— Тетя, потребуется неделя, чтобы выжать из оценщика Фана хотя бы несколько монет, даже если его дочка лежит при смерти! — ответил я.
Она кивнула и достала из кармана поношенную кожаную кошелку. Когда ее содержимое высыпалось мне на ладонь, я не поверил своим глазам — там было столько денег, сколько я еще не видел в своей жизни. Сотни медных монет, нанизанных на нить.
— Здесь пять тысяч медью, и никогда не вздумай говорить об этом твоему дяде, понятно? Никогда! А теперь ступай. Беги в Пекин, найди улицу Глаз и приведи нам мудреца.
Люди говорили, что тетушка Хуа в молодые годы была ветреной красавицей, и мне подумалось, что, возможно, она заработала эти деньги благодаря Пянь Цинлину, известному покровителю падших женщин. Но сейчас думать об этом не хотелось.
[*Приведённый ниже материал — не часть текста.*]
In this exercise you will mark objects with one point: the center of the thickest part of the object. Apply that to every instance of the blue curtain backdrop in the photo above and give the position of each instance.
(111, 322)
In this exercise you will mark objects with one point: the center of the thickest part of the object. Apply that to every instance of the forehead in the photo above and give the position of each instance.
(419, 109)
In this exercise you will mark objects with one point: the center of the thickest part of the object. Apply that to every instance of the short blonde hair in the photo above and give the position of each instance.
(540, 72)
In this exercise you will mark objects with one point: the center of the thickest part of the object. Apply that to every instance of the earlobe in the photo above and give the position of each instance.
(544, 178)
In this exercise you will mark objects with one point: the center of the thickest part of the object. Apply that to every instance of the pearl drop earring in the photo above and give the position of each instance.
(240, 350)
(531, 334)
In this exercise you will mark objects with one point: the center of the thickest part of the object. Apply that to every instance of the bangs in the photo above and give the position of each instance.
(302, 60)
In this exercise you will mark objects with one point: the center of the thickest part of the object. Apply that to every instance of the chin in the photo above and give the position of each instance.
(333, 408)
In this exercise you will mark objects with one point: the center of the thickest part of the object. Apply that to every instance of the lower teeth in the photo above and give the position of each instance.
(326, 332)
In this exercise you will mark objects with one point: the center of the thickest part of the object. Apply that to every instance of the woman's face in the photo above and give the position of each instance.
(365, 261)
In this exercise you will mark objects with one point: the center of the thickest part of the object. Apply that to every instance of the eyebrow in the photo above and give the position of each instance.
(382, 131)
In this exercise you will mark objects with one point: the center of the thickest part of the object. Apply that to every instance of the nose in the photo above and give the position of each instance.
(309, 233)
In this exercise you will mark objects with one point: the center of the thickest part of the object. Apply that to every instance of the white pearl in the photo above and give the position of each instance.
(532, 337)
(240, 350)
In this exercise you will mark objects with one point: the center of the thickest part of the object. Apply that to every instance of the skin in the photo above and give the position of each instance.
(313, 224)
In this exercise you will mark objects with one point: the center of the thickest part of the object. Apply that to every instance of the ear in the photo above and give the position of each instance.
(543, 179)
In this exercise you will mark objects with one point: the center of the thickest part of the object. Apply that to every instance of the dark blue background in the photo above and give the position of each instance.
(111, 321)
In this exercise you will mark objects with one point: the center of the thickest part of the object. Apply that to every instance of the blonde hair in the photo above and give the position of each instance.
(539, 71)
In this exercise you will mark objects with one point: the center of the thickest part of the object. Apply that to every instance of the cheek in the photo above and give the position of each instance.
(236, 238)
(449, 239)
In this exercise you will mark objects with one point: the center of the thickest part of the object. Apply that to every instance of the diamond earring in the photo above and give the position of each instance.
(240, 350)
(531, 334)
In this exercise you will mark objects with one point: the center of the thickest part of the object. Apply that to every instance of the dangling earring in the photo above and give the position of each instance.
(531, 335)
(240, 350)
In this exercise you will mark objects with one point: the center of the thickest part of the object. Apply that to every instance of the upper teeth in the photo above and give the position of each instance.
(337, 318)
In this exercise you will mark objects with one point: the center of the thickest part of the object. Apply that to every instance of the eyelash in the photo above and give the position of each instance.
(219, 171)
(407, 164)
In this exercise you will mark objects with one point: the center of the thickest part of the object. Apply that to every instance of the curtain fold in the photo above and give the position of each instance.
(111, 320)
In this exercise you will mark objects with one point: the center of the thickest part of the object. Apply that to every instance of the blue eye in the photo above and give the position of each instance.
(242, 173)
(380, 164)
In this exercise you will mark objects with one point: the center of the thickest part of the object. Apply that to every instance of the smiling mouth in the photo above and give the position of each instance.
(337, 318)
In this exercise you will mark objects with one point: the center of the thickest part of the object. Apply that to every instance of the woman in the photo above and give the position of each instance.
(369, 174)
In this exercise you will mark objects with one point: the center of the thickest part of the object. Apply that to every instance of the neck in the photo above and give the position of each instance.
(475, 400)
У меня было мало времени, и я летел, как ветер.
Прибыв в Пекин, я оказался в центре водоворота. Мой день рождения совпадает с праздником луны, и пробиться через толпу на улицах было не легче, чем вырваться из зыбучих песков. Все шумело и гудело, и мне потребовалось собрать все силы, чтобы преодолеть этот ад и найти улицу Глаз.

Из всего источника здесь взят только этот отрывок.